I've found a 2003 Silvia for sale, I was looking for a used gaggia classic, but this isn't too far off in price. It's described as good condition and seems to have been looked after.

Has averaged 2-3 coffee's per day.

What would you value this at?

Is it likely to break anytime soon?

If it does break, what parts typically fail and how costly would it be to repair?

Thanks,

Luke


----------



## NJD1977 (Dec 16, 2014)

I'm only guessing here, but it'd probably go for around £160-180 ish if it was in decent condition. It could have a load of replaced parts in it already, so there's no way of knowing what could go wrong and when. Typical things to break are pump (~£40), boiler & element (~£120), thermostats (£15), solenoid valve (£45), general seals (£5).


----------



## LJH (Jan 10, 2015)

It's at £155 with postage. Looks decent condition. I should have mentioned, it's only replacement parts so far are a faulty on/off switch, shower screen, and the portafilter gasket's been replaced a few times.

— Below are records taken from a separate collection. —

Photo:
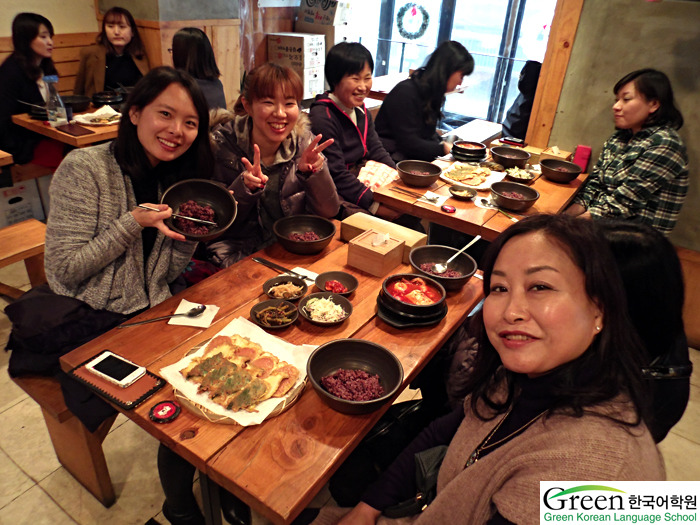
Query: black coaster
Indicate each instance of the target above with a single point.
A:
(164, 412)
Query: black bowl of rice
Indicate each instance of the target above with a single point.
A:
(354, 376)
(201, 199)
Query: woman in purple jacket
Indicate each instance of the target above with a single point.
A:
(340, 114)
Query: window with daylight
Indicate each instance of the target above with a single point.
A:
(501, 35)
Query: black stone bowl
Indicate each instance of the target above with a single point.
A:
(78, 103)
(355, 354)
(293, 316)
(346, 279)
(411, 172)
(205, 193)
(503, 201)
(510, 157)
(281, 279)
(433, 253)
(559, 170)
(286, 226)
(401, 307)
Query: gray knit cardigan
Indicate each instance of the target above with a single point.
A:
(94, 250)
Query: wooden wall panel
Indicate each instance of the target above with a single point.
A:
(556, 60)
(226, 41)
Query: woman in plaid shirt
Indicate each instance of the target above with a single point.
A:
(642, 172)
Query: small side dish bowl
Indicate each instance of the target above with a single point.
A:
(558, 170)
(333, 297)
(288, 313)
(418, 173)
(433, 253)
(349, 281)
(354, 354)
(78, 103)
(503, 193)
(462, 192)
(395, 304)
(285, 227)
(510, 157)
(205, 193)
(282, 279)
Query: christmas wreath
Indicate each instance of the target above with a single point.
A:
(414, 9)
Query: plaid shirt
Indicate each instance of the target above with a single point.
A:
(641, 176)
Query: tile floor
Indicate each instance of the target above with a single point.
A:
(35, 489)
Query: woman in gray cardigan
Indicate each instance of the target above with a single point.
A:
(101, 248)
(106, 259)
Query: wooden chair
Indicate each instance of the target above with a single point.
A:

So it's the boiler and element that's the potential sylvia slayer.

Thanks a lot


----------



## LJH (Jan 10, 2015)

I guess those parts are equally as likely to fail and as costly on a gaggia classic of the same age?


----------



## LJH (Jan 10, 2015)

It was only available for a a few hours, then sold for £143!


----------



## The Systemic Kid (Nov 23, 2012)

Quite so. If the Silvia has been cared for, should be worth the asking price. 2003 Silvia has a boiler and heating element combined. It is possible to replace the heating element but you need the right tools. There's a place that will do it for £50.00 plus postage which is cheaper than buying a new boiler/heating element assembly.


----------